Same as for enabling pass by default: I want to submit this patch first, then extend it.

rampitec added inline comments.Mar 16 2017, 10:38 AM
lib/Target/AMDGPU/SIPeepholeSDWA.cpp
222

I still do not see a check for single use. Am I missing it somewhere?

SamWot updated this revision to Diff 92032.Mar 16 2017, 11:29 AM

Add check for single use of src sdwa operand.

rampitec added inline comments.Mar 16 2017, 4:24 PM
lib/Target/AMDGPU/SIPeepholeSDWA.cpp
277

You only need to do:

if (PotentialMI != PotentialMO.getParent()) {
  return nullptr;

If != nullptr and continue are not needed.

312

Looks like parent will be erased anyway. I assume convertToSDWA should return status.

580

Space after comma.

580

You are working in pre-regalloc... I think you need to update LIS when you create or delete instructions.

647

There can be only one SDWA operand, right? It seems this loop may try to create more than one...

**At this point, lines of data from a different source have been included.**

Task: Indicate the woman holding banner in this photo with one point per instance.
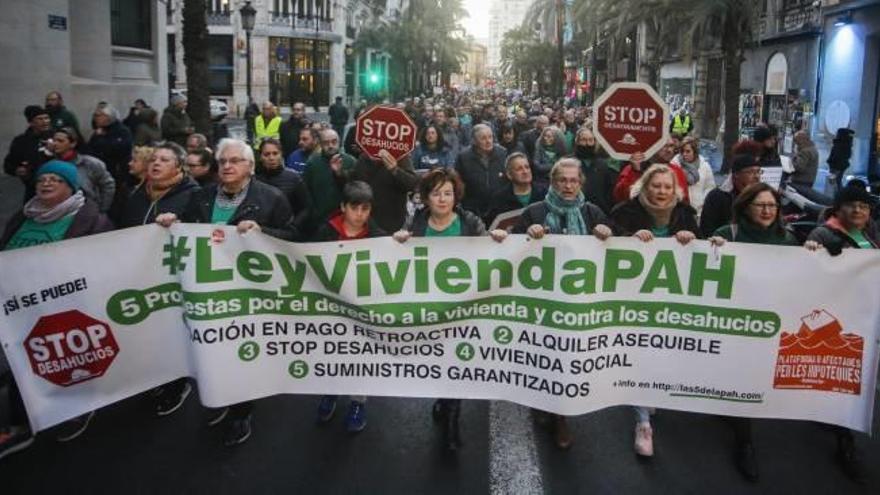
(757, 219)
(58, 211)
(442, 189)
(848, 225)
(564, 211)
(656, 210)
(251, 206)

rampitec added inline comments.Mar 16 2017, 4:40 PM
lib/Target/AMDGPU/SIPeepholeSDWA.cpp
385

What will happen if instruction already comes to the pass with either SDWA or DPP in it? There can be only one such operand per instruction.

SamWot updated this revision to Diff 92311.Mar 20 2017, 3:54 AM
SamWot marked 5 inline comments as done.

Changes for latest comments

SamWot marked an inline comment as done.Mar 20 2017, 3:56 AM
SamWot added inline comments.
lib/Target/AMDGPU/SIPeepholeSDWA.cpp
277

Rewrote potentialToConvert function so that they should be more clear.

385

Currently instruction with SDWA or DPP would not be converted. They would not pass "isConvertibleToSDWA" check.
Later it would be nice to extend this pass so that it would accept SDWA instructions.

580

First LiveIntervalAnalysis is runnig after my pass. Liveness informatioin is inavailable for my pass.

647

No, there might be several SDWA operands for one instructions. One for each instruction operands.

This revision is now accepted and ready to land.Mar 20 2017, 9:54 AM
This revision was automatically updated to reflect the committed changes.